Charging people for usage can be a good thing, but for Internet bandwidth it can make for a tough consumer proposition. Most people have no clue how much they just consumed by clicking on a web page. I sure don’t. As a half-measure and compromise, AT&T and Verizon want to “traffic-shape” the consumption by having computers monitor user behavior and throttle down extreme usage scenarios. By doing so, they believe they can maintain flat-rate pricing for at least a bit longer, instead of having to charge per bit. This attempt at establishing order between those who take advantage of the all-you-can-eat buffet, and those who just eat “normal” or even little, is at a bare minimum a property right of the service provider.
Under many so-called “Net Neutrality” proposals, the government would deem such a “traffic-shaped” consumer offer illegal. You see where this is going: The government (FCC and Congress) passes a law proclaiming Internet-In-Your-Pocket a “right”, mandating a uniform level service that must be offered to all, and denied to none. Telcos and ISPs are then forced to invest to meet the demands of high-intensity users paying the same low flat rate as my grandma. Unable to raise prices, profitability falls, turns into losses, and bankruptcy follows. In the end, the government takes over AT&T, Verizon and all the others, offering a taxpayer-subsidized one-size-fits-all Internet that brings us to the level of Cuba’s consumer welfare. That’s the government-regulated lunch buffet applied to Internet service.
Then let’s apply the same principle to health care and related insurance. States and soon the Federal government impose mandates as to what a health insurance policy must cover: Thousands of details for all sorts of procedures, dramatically driving up cost.
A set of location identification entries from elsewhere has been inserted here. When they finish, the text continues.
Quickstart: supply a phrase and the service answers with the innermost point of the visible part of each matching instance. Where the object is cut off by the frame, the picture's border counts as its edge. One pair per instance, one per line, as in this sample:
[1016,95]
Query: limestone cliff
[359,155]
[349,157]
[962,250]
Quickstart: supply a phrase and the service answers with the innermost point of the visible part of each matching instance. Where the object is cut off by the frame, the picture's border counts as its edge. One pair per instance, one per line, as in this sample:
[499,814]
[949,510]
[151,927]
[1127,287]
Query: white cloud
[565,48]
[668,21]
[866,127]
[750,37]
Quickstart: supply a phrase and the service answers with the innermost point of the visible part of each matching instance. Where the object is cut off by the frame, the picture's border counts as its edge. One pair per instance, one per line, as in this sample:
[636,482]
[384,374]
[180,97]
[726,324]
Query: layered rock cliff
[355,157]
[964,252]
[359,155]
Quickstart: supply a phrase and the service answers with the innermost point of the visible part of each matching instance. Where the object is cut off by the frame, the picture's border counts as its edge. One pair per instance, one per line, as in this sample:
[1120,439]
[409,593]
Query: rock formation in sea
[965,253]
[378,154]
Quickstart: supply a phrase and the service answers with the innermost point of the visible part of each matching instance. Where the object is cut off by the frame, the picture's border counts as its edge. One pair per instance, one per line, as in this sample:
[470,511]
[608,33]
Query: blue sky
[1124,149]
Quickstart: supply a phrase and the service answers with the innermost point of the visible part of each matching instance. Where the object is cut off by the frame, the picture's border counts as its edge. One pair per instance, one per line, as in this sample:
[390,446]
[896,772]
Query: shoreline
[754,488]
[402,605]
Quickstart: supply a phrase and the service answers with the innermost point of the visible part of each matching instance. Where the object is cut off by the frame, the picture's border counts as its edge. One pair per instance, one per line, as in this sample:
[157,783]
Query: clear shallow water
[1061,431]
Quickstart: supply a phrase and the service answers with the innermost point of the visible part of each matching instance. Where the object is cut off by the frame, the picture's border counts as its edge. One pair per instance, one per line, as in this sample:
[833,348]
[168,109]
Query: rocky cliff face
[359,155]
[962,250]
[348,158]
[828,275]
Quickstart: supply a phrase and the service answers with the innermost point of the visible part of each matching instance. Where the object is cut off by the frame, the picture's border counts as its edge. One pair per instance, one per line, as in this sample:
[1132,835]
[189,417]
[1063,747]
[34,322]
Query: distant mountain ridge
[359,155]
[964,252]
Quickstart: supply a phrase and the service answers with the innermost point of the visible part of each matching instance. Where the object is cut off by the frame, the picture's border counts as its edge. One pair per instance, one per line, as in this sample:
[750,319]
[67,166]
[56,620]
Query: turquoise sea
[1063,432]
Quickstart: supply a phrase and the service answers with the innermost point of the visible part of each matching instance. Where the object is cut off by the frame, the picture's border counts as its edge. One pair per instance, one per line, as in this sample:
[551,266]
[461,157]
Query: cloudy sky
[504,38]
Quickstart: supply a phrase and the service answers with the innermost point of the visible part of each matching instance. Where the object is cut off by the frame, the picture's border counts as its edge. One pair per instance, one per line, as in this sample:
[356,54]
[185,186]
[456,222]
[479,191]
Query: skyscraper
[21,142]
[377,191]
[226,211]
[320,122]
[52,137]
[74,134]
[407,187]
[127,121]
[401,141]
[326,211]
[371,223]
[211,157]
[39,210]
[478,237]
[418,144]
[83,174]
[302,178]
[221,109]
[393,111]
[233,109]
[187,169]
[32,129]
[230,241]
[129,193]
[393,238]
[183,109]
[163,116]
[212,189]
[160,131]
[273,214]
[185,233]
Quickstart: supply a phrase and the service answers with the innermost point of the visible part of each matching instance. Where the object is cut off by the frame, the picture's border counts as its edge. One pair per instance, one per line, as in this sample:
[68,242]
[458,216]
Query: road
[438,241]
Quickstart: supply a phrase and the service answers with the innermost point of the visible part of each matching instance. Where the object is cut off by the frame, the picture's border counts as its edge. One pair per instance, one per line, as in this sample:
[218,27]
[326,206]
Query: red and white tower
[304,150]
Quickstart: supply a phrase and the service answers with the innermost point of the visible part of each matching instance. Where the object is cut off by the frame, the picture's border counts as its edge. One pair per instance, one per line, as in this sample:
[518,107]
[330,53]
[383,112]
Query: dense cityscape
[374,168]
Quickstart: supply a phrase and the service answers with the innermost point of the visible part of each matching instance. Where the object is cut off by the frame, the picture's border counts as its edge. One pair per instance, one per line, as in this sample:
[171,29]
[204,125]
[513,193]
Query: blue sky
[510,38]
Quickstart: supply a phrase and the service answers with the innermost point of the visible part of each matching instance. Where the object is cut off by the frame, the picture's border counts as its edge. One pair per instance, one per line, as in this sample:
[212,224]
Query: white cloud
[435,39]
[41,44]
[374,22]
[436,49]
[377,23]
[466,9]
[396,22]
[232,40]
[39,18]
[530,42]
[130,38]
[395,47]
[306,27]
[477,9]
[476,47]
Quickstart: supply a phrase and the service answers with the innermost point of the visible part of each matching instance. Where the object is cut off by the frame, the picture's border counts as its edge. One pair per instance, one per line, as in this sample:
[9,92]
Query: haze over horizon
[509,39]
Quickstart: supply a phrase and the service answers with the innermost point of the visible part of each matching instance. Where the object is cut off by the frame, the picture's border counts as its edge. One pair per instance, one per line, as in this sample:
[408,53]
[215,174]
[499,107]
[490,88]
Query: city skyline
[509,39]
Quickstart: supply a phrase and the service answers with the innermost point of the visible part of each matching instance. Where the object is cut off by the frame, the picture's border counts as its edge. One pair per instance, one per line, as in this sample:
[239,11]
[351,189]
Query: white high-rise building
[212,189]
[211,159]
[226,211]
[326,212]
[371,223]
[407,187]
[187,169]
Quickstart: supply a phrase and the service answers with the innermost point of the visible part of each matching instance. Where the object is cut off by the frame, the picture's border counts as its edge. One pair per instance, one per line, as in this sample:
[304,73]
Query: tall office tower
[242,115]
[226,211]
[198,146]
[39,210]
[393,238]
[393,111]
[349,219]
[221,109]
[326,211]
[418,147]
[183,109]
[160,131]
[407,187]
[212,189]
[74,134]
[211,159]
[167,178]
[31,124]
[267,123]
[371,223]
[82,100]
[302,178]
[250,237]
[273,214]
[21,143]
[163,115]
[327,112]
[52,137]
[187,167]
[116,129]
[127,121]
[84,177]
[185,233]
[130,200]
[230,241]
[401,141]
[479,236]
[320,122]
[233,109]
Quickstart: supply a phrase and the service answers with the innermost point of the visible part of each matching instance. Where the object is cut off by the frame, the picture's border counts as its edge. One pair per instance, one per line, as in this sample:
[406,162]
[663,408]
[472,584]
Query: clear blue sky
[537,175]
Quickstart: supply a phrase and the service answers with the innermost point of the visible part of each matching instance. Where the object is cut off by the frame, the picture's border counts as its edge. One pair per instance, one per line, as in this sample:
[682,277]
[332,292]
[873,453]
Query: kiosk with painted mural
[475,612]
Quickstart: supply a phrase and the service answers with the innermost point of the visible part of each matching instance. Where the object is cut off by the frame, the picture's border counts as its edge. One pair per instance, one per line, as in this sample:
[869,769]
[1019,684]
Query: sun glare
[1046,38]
Because these are state rules, they almost automatically outlaw inter-state competition, in direct defiance of the commerce clause of the Constitution. While all normal insurance companies – car insurance comes to mind – price customers individually based on perceived risk and past behavior, the government forces health care insurance to charge only one price for customers, whether they appear super-healthy or a likely multi-million dollar liability. Put aside the emotion for a moment: As a businessman, would you ever knowingly agree to do business with a customer who you think is likely to lose you money? Of course not. That’s the fastest road to bankruptcy. Yet that’s the essence of the health care “reform” now making itself through Congress.
In the old days of The Cold War, we used to define Communism and Socialism as ownership of the means of production – banks, car companies, etc. The current plans to mandate a one-price lunch buffet for Internet access and health care insurance don’t directly confiscate the shares of the companies providing those services. Rather, the government seeks to use regulation to smother rational economic behavior, forcing the inevitable bankruptcies, surely swiftly followed by a massive bailout of all of those companies. Think Citibank (C), Chrysler and General Motors.
If there is a serious objective to maintain a free enterprise system, all efforts to regulate services and products must be rejected. All price controls must be rejected. And finally, the core principle at the heart of this country’s 220 year legacy – private property, which implies freedom of contract – must be vigorously defended. With the government attacking the Internet service provider market and the health care industry market with mandates and price controls, the opposite is now happening. If the US government now gets its way, profitability in these companies will be dealt a body blow, most certainly leading to lower stock prices on an inflation-adjusted basis.